To his credit, it was fellow Disability Now columnist Mik Scarlet who first alerted me to this fact. I’d never really noticed it before. Like me, Mik comes from Luton which many people would rightly see as an impairment in itself but that’s a story for another time.

Having a new (albeit temporary) impairment presents new challenges which are in turn complicated by the existing one. It’s a can’t-catch-22.

Let me explain. I’ve spoken in the past about my experiences with doctors and how they barely manage to mask their terror when I walk into their offices, as if I’m going to ask them to grow me a new set of limbs as well as fixing the minor ailment I was actually there to present with. On this occasion the doctor I saw was the complete opposite – suggesting I self-treat, seemingly oblivious to the fact that I don’t have any chuffing hands. He advised that I need to put olive oil in my ears. I asked if he could give me any proper medicine, the sort that didn’t result in me smelling like a bolognese, but he just looked at me funny.

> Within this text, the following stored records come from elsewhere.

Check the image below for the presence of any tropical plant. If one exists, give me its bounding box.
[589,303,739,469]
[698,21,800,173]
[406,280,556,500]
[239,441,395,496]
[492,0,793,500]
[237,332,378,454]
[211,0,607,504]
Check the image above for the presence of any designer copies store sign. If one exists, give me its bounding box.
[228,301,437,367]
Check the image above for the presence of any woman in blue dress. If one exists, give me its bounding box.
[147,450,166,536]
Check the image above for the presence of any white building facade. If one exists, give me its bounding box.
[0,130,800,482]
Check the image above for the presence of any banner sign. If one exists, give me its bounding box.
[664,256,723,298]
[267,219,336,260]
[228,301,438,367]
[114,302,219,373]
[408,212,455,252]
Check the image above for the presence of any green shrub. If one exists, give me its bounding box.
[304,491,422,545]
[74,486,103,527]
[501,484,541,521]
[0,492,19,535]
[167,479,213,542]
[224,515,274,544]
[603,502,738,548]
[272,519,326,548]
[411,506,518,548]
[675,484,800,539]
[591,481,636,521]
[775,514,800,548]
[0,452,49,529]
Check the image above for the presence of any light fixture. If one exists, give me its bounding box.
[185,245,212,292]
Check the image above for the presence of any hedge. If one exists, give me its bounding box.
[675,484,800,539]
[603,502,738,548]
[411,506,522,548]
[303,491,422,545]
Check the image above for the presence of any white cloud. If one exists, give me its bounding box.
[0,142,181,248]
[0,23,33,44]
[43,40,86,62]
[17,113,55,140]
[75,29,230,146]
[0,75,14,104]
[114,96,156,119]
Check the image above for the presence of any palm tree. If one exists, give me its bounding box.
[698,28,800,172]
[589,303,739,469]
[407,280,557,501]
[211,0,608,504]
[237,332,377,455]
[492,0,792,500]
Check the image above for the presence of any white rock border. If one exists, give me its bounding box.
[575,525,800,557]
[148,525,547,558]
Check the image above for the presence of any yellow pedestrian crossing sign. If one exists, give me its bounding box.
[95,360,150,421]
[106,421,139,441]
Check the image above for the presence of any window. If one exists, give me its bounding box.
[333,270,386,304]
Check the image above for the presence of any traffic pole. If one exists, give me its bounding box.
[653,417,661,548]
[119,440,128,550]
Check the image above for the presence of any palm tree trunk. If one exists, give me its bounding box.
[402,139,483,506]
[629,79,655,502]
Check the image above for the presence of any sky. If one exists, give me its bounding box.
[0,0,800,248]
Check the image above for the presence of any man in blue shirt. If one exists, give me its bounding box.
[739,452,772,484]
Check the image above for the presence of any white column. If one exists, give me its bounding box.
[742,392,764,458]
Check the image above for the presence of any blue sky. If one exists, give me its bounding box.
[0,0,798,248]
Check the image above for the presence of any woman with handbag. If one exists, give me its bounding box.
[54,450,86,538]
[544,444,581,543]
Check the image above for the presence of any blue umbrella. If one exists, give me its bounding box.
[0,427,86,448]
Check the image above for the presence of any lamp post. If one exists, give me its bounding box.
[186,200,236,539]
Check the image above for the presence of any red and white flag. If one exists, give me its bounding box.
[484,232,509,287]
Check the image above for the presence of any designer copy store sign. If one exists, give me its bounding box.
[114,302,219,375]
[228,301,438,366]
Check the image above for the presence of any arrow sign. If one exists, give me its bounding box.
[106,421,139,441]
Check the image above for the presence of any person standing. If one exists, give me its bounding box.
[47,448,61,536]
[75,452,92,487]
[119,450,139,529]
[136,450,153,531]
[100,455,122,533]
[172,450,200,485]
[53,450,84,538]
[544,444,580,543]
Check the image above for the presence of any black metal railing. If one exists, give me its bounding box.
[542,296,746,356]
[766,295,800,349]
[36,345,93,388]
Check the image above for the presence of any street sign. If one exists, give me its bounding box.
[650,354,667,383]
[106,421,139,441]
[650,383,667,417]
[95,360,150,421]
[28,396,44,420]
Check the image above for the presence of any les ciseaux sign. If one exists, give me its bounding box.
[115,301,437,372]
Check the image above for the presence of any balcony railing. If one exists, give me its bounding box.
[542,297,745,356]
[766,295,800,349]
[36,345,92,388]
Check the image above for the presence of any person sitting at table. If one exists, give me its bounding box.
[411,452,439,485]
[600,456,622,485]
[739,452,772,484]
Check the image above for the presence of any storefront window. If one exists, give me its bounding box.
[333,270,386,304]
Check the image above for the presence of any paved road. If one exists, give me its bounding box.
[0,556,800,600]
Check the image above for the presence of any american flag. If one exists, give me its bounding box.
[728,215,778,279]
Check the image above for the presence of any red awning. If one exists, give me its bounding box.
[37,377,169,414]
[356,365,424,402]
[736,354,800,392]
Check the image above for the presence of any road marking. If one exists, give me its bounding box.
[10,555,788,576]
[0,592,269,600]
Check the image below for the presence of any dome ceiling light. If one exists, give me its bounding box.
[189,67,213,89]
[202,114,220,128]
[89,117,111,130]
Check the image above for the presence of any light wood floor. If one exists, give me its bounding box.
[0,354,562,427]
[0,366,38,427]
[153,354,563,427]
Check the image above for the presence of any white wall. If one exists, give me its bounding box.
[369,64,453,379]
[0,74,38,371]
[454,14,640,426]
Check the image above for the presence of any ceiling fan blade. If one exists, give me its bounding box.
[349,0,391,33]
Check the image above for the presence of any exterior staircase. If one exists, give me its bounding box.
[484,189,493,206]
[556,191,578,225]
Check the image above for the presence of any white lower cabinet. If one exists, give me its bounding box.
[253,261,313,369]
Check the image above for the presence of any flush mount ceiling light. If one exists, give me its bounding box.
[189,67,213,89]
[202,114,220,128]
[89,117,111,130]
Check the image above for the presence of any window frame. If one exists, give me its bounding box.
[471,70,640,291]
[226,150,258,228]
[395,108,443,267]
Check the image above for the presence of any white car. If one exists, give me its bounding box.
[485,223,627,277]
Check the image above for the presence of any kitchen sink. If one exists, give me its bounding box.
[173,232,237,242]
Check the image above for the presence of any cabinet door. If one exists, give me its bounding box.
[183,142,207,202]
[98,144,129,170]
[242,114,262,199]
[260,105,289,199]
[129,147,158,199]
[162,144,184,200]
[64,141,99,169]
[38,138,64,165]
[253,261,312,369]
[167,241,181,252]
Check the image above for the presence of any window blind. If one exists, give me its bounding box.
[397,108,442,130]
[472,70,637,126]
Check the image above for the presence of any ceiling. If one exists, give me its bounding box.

As a result, I’ve now had to rely on my long-suffering housemates to graciously glug gallons of extra virgin into my lugholes. Which isn’t flattering for both parties really, especially me as I look like some sort of defenceless slug during the process.

It’s also given me an insight into a whole new impairment world. I’ve lost all sense of what direction sounds come from which has turned me into a gibbering nervous wreck. Couple with that the fact that I’m constantly misunderstanding what people are saying to me and I feel like I’ve not only acquired deafness, but a whole new personality disorder.

It’s been quite an adventure in a weird way. I know that ‘cripping up’ for want of a better phrase, is frowned upon, and rightly so. But when something else is thrust on you, albeit mild and temporary, it gives a startling insight into the barriers other people face.